For several years, one of the primary themes coming out of CompTIA’s security research was the importance that companies placed on being secure. Nearly every company we surveyed said that security was a moderately higher or significantly higher priority today than it was two years ago, and there was an expectation that security would continue to grow as a priority in the years to come.
There were some problems deeper in the data though. Apparently, saying security is a high priority isn’t the same as taking the right steps. Companies continued to report data breaches—both in our surveys and in major headlines. There was a low level of concern for emerging topics, with most focus still placed on traditional attacks like malware. And companies still viewed security as a technology problem, discounting corporate processes and end user education.
Recently, signs point to increased activity around cybersecurity. One of the best examples is the spike in security-related job postings. According to BLS data from January 2016, the number of job postings in the classification “Information Security Analysts” rose 48% between Q4 2014 and Q4 2015. Looking back to 2012, there has been a 175% increase in these types of postings. Businesses recognize that they have gaps in their strategy, and hiring is one of the steps they are taking to close these gaps.
CompTIA’s latest report, Practices of Security Professionals, examines the responsibilities and challenges of those IT pros who have been tasked with keeping their company safe. General technology decisions are becoming more collaborative across lines of business, but there are still some areas where IT holds primary responsibility, and security is one such area.
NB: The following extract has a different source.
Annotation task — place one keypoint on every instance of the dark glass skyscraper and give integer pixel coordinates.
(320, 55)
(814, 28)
InfoSec pros need to understand where the business is exposed and how to take corrective action.
To start, the security discussion will typically be framed by the technology a company is using. A change in IT operations was the most likely trigger for changing a security approach, which makes sense since cloud and mobility are driving new behaviors. However, only 51% of IT pros cited this as a reason for changing security, and there are clearly more than 51% of companies that have adopted cloud and mobility. Technology trends are opening doors for businesses, but they are also opening security loopholes.
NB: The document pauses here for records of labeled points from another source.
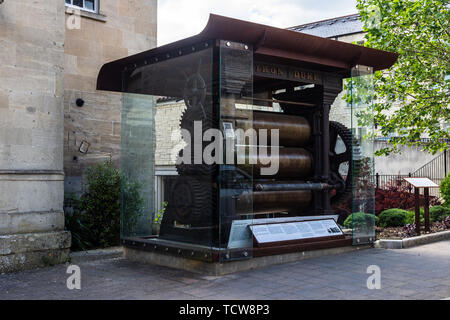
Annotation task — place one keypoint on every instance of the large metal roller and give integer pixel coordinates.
(292, 163)
(294, 131)
(273, 201)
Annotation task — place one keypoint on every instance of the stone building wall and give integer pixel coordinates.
(122, 28)
(31, 134)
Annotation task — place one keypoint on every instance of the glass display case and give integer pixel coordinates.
(259, 167)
In building a modern security approach, IT pros should consider three major shifts. First, the notion of a secure perimeter is fading as applications and data travel outside an organization’s walls. New tools such as DLP and IAM are getting huge pickup as companies focus on their portable assets. Second, there is a movement towards less prevention and more detection. Again, technology can help as IDS/IPS finds inevitable breaches and creates notifications. Finally, companies are moving from pure defense to an offensive strategy. Here, processes such as regular audits or compliance management combine with end user education to help companies prove they are following best practices.
Ultimately, the name of the game is lowering risk. One of the realities for digital organizations is that they will never be 100% secure. Changes in technology usage and attack vectors will always leave some area of exposure. The goal for security professionals is to determine the tools and activities that will reduce risk, define the potential costs and benefits, and execute on the strategy.